Data collection procedure
Data collection was scheduled during the second round of the National COVID-19 mass vaccination at the Municipality. These second round of vaccinations was to help achieve herd immunity against the virus in the country. A cubicle for our data collection was setup alongside the National COVID-19 mass vaccination team setup during the second round of vaccination. As deaf persons came to the center to be registered for the vaccination, we collected our data before they received the jab. In the cubicle, they were warmly welcomed, given a seat and served with water. The purpose of the study was then thoroughly explained to deaf persons. Afterwards, they were given opportunity to ask questions and seek clarification on any issue relating to the study. Those who agreed to take part in the study, signed or thumb printed the consent forms before data was collected. Some questionnaires were self-administered whilst others were completed with the help of the researchers.

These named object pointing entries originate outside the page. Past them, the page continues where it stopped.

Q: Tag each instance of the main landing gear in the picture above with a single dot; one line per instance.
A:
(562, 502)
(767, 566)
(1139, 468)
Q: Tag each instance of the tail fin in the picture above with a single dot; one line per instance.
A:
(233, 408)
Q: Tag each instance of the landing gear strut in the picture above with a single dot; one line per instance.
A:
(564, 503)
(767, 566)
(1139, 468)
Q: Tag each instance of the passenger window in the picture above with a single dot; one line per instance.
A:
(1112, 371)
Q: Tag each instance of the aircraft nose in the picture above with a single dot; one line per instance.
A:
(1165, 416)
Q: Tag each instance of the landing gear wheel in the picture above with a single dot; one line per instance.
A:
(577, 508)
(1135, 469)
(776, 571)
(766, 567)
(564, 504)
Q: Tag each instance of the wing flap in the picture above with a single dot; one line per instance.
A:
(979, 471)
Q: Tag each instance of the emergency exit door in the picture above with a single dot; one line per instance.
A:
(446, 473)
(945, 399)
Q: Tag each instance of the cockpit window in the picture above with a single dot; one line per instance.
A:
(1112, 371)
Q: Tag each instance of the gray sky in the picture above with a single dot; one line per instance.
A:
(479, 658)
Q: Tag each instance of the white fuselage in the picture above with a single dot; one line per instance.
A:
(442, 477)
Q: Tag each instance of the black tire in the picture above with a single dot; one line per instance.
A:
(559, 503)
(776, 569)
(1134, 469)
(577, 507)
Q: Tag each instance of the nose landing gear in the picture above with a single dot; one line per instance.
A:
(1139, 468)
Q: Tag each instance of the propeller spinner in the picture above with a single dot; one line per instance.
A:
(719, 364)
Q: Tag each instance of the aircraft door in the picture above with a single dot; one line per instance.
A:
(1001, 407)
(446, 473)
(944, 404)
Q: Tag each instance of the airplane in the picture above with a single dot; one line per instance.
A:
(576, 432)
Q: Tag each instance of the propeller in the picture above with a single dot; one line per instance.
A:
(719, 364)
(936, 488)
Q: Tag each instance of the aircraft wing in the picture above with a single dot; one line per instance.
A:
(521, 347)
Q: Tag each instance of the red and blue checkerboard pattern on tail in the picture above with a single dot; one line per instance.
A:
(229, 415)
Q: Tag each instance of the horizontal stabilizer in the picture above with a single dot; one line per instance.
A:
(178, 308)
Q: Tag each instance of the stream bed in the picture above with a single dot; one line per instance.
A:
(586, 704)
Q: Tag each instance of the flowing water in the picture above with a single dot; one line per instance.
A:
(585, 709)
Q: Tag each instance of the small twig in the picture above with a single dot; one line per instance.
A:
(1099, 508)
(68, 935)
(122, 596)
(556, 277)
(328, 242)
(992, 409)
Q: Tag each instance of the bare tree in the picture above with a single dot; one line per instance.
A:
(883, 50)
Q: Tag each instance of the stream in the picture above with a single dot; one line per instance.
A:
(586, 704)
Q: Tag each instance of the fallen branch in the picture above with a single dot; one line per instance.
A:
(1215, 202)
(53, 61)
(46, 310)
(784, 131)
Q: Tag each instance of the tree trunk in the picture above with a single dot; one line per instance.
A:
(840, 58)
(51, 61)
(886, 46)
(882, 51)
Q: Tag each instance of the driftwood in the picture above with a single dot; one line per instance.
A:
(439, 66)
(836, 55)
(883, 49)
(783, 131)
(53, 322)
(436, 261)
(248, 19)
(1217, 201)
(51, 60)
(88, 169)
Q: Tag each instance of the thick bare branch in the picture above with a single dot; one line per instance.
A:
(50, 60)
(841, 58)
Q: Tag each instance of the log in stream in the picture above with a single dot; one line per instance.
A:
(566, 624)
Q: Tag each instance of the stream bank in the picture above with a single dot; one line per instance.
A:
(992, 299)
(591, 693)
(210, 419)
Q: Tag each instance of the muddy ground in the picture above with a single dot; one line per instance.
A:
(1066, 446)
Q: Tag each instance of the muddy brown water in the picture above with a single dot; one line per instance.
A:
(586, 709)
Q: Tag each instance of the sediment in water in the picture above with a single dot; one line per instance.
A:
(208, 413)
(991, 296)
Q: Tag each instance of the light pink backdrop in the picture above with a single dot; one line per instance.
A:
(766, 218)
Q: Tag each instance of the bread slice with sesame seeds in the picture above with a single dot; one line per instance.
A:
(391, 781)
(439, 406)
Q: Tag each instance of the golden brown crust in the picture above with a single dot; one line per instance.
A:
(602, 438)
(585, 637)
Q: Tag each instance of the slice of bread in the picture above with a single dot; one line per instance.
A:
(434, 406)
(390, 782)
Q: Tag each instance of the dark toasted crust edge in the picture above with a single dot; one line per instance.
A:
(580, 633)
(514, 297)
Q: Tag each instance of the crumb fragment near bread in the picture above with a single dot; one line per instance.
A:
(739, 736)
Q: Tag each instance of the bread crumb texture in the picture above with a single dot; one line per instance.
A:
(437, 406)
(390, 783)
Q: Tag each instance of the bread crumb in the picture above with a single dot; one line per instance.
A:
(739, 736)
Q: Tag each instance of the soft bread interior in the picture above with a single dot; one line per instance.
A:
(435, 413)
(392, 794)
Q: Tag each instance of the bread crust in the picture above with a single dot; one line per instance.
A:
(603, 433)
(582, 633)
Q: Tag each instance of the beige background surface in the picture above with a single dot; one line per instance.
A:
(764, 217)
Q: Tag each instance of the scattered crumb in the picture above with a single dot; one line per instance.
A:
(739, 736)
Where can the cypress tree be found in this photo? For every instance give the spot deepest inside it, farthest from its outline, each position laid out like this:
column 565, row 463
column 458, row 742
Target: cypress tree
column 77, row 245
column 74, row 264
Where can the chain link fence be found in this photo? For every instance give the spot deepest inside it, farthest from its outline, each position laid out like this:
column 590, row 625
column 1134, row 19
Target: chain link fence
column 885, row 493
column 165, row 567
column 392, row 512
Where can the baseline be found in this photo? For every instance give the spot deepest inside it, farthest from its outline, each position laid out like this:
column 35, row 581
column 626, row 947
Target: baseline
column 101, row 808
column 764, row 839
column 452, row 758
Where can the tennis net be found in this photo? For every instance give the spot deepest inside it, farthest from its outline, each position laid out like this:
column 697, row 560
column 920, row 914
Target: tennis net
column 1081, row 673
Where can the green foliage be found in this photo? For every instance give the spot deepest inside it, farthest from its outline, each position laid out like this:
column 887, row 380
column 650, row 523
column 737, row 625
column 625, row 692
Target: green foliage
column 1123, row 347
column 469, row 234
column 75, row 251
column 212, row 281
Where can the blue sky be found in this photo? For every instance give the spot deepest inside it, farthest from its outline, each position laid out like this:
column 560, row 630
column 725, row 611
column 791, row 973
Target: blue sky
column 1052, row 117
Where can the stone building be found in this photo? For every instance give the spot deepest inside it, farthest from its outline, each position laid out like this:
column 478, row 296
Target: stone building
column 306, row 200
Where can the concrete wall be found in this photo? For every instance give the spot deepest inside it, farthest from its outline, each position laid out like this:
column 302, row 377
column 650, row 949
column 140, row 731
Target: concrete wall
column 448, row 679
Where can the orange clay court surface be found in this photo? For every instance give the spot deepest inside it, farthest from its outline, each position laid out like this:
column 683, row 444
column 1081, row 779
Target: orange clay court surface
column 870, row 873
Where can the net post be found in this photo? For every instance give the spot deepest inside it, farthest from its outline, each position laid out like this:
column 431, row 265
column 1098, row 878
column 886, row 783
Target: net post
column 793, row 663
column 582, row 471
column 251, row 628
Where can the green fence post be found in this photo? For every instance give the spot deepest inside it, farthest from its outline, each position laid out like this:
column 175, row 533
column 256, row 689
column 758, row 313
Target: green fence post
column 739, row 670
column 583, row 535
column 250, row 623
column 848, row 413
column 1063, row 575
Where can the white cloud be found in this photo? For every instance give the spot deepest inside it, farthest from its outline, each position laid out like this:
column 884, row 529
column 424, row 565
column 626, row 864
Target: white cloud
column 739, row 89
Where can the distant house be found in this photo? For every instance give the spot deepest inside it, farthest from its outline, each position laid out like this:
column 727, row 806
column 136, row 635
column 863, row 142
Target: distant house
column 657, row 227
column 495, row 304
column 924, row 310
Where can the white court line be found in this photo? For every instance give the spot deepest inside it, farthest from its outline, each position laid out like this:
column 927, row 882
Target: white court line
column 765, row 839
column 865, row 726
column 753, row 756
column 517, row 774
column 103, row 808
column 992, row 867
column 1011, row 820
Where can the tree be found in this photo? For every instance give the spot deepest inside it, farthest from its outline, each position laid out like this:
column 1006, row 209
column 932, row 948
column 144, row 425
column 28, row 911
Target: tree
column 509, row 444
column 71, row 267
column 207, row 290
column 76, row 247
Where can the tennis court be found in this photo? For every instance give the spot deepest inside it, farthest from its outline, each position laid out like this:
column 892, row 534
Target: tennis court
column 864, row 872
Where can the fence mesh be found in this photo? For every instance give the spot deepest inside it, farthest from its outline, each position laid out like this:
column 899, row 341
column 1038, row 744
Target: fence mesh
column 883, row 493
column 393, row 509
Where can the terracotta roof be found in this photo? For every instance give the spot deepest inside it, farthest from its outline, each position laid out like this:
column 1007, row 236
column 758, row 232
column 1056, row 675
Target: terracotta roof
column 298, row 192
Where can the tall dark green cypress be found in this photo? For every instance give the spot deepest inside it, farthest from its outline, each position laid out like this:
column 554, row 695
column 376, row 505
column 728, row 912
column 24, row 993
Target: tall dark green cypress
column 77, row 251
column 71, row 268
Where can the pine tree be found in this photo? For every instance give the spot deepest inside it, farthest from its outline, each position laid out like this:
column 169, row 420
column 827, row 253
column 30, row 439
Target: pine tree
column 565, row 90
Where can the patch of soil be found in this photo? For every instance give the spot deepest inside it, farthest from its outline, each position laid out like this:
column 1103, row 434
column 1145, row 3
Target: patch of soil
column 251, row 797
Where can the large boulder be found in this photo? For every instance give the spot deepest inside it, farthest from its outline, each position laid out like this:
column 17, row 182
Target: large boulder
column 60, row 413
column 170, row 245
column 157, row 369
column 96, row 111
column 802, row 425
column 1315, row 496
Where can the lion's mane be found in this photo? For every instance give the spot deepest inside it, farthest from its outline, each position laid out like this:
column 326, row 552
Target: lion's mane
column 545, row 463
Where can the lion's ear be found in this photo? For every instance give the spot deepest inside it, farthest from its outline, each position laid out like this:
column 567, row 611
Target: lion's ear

Notably, data was collected by researchers who were familiar with the deaf culture, thus, all values peculiar to the deaf culture were observed. All communication was done using the A/GSL. Additionally, COVID-19 protocols were observed between the researchers and the deaf persons during the period of data collection. After data collection, deaf persons proceeded to take their second jab of COVID-19 vaccine. Data was collected from April 19th to 30th, 2022.
Data analysis was performed using IBM SPSS software version 23.0 (SPSS Inc, Chicago, IL, USA). Firstly, frequencies and percentages were used to present the demographic details of our sample. Secondly, frequencies and percentages were used to present the responses to the knowledge and attitude subscales. Average scores using modal values were used to present the results of the adherence to the preventive practices of COVID-19 subscale. Correlation analysis was performed to determine the direction and strength of the KAP subscales in relation to the responses of our sample. Lastly, regression analysis was performed to determine the effect of the independent variable, knowledge, on the dependent variables, attitude and preventive practices to COVID-19. Correlation and regression analysis were considered significant at\( P\le 0.01.\)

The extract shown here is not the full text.